Moving your capital city is a pretty big effort. Government has to reorganised entirely, and with a new administrative centre comes a whole load of building that needs to be done. But if the city in question is facing devastating environmental change, that might be the only option.
This, sadly, is exactly what’s happening in Indonesia. President Joko Widodo announced in 2019 that the capital would need to move from Jakarta due to rising sea levels and the risk of building collapse. Now the name of the new city has been unveiled: Nusantara, which means ‘archipelago’. It’s being built in the province of East Kalimantan on the island of Java.
Jakarta has been notorious for flooding for decades. In fact, it’s literally sinking. Thirteen rivers run through the city, which is built on extremely swampy land. As a result, water is constantly being pumped out, but this has caused building foundations to crumble and some parts of the city have sunk 25cm per year – way below sea level.

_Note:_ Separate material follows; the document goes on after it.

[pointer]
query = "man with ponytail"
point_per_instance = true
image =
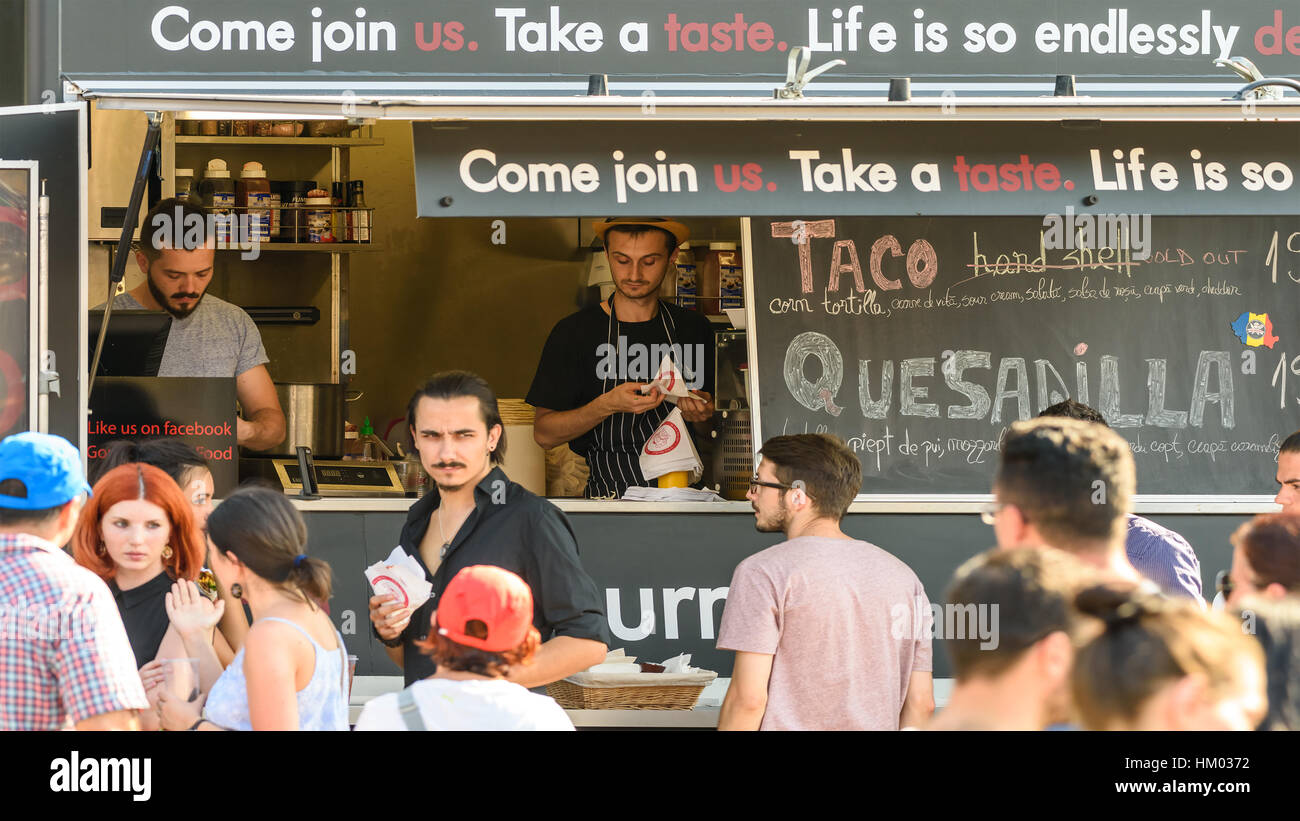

Nusantara is going to be built to be flood-resistant, making the lives of its residents less dangerous. And it’s hoped that by moving the capital to Kalimantan, this will help redistribute wealth across the country, too. But despite those social benefits, environmentalists have criticised the plans, saying it could harm endangered species including orang’utans, sun bears and long-nosed monkeys.
The debate rumbles on – but with the construction of Nusantara slated to begin later this year, we’ll soon be able to see successful the move really is.